About Kamthieng House Museum
An historic house built in 1844 on the banks of the Ping River in Chiang Mai by Mae (“mother”) Saed, great granddaughter of the Prince of Chae, Kamthieng House brings together many elements of lifestyle and culture in a typical Lanna house of the period. Constructed and passed on through the women of a northern matriarchal lineage, the house is one of the oldest surviving examples of traditional northern Thai architecture.

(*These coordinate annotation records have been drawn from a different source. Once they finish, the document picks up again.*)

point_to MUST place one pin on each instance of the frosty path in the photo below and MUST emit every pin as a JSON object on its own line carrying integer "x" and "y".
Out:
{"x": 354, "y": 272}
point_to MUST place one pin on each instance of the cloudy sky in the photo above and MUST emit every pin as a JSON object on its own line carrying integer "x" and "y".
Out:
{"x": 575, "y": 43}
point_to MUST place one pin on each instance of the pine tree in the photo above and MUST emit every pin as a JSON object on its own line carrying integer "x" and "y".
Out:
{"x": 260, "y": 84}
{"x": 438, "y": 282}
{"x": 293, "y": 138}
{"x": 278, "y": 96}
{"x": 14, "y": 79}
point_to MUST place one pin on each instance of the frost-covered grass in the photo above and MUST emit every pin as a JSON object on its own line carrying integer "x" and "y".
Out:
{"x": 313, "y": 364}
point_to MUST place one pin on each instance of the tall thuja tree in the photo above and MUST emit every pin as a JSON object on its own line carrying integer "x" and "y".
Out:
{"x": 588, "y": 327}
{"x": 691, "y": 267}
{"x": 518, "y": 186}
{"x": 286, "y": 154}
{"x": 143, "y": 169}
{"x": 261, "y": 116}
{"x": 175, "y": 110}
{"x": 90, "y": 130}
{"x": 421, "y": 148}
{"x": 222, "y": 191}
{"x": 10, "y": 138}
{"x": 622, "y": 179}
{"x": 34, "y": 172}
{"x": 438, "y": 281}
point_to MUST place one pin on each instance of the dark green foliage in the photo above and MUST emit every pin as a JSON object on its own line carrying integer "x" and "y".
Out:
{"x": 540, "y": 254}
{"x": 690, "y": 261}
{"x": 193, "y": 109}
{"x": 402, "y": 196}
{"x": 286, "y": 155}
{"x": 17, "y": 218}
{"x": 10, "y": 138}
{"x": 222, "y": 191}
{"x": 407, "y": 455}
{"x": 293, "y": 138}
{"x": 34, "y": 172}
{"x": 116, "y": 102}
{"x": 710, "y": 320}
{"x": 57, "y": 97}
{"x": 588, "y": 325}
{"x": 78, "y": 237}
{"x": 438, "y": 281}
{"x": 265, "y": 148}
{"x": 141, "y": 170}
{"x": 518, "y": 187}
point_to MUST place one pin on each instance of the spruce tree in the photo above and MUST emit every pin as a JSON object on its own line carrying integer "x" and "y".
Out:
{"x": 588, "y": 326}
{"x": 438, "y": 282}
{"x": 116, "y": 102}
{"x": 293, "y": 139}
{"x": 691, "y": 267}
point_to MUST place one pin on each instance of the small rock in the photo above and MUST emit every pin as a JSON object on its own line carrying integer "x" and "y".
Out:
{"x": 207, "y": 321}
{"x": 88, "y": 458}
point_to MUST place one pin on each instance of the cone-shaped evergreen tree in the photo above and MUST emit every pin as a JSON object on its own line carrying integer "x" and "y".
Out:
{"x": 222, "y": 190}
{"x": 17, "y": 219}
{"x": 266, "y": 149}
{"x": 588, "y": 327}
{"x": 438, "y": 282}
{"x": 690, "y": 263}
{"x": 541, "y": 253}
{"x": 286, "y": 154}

Exhibits of primary crafts and rituals provide a glimpse of the taste and style of the merchant elite of late Lanna period, between the lifetimes of Mae Saed and her granddaughter, Mae Kamthieng – namesake of the house. Through its first hundred years, the house was pitched at a turning point in Lanna culture, with traditional lifestyle slowly giving way to the prestige of Western taste. But Kamthieng House was to remain a repository of the Lanna spirit, even as the late Professor Kraisri Nimmanhaeminda moved it to the Siam Society in 1962, to become a northern Thai ethnological museum.

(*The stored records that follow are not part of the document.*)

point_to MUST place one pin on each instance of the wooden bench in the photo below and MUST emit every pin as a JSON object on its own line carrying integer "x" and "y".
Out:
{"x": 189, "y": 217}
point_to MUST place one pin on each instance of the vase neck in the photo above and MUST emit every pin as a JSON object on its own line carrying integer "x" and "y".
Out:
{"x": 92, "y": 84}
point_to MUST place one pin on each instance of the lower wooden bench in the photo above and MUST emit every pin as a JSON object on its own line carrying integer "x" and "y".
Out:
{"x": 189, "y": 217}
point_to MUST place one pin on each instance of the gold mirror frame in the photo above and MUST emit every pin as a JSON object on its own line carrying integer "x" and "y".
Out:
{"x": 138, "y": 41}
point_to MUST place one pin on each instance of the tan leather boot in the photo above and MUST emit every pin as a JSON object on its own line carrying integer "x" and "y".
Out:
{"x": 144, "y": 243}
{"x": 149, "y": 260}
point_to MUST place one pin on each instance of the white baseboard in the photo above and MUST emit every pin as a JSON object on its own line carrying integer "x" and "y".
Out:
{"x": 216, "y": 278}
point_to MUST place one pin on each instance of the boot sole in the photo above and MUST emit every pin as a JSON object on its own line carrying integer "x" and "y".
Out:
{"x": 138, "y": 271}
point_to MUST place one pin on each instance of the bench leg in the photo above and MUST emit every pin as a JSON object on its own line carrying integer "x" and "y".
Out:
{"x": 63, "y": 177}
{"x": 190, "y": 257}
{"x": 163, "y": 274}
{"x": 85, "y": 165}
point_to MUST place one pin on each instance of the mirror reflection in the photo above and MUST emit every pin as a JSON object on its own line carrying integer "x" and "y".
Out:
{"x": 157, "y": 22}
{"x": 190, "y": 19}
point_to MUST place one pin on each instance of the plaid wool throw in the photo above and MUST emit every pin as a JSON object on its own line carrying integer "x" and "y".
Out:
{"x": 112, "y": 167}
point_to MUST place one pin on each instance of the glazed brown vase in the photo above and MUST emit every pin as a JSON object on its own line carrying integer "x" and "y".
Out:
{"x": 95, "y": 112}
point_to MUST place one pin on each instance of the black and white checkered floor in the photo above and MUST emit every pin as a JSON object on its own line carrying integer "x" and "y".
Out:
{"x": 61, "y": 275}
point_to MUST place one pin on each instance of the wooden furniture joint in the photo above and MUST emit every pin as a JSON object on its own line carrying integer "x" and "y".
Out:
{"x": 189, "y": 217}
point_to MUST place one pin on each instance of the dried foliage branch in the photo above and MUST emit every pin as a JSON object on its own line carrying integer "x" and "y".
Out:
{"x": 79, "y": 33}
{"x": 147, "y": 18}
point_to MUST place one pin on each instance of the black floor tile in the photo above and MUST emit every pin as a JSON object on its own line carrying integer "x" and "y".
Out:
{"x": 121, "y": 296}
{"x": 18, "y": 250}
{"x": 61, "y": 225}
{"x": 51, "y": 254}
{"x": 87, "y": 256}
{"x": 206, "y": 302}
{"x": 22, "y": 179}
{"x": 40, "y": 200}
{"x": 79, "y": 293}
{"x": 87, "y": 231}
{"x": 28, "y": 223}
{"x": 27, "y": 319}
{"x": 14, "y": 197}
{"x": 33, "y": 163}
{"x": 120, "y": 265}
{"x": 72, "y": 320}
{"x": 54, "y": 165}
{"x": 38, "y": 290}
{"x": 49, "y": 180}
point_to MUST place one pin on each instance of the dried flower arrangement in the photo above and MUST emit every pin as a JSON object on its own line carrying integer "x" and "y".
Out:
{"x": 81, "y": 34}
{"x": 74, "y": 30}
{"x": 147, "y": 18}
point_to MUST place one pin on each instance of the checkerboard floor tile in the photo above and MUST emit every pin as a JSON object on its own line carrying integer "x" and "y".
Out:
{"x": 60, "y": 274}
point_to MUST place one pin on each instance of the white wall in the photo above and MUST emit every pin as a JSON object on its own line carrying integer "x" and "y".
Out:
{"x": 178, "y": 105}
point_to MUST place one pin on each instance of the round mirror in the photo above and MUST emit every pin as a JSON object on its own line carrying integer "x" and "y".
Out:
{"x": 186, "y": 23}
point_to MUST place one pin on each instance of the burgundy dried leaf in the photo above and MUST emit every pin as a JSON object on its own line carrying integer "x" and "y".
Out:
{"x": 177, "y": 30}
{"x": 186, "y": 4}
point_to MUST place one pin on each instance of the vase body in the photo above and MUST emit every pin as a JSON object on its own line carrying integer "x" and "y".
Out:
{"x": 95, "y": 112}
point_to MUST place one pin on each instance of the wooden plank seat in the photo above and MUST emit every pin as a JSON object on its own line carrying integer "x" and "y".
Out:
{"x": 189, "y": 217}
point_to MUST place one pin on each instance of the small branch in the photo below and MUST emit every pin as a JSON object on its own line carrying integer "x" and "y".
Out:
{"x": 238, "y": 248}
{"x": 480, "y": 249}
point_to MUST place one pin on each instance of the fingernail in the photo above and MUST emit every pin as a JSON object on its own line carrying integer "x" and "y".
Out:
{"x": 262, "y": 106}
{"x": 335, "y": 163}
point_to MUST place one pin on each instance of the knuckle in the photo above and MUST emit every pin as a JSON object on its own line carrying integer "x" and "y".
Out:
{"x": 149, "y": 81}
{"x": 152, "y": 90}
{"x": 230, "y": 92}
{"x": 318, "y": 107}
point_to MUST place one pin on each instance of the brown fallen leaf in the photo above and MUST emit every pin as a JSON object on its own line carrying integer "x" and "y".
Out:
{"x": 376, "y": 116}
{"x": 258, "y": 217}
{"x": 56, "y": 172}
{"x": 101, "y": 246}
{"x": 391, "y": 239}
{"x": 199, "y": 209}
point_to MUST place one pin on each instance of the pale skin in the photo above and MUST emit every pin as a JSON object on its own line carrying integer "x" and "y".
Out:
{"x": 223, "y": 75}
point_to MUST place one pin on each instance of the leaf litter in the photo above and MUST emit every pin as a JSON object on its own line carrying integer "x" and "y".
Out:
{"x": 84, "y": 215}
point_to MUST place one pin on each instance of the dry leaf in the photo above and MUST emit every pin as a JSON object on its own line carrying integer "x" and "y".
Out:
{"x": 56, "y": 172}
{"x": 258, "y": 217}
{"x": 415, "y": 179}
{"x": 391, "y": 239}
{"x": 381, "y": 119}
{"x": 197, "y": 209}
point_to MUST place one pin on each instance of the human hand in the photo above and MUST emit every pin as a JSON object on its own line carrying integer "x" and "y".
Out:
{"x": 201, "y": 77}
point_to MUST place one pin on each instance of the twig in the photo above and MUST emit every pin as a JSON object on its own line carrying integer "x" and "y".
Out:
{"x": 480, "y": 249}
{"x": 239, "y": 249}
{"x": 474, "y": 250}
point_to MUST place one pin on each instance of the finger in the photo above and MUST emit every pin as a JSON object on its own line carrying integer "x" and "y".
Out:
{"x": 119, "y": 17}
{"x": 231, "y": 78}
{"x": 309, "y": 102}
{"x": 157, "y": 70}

The Kamthieng House Museum – as its name suggests – mixes museum-style displays with the context and ambience of an historic house. Visual drama, emphasised through lighting design and display styling, is coupled with a sense of place. Objects are grouped loosely to reflect central exhibition themes relevant to particular areas of the house, but not always directly related to the precise interior function of that area. Instead, objects are chosen for aesthetic impact and their ability to serve as windows into primary themes of Lanna culture.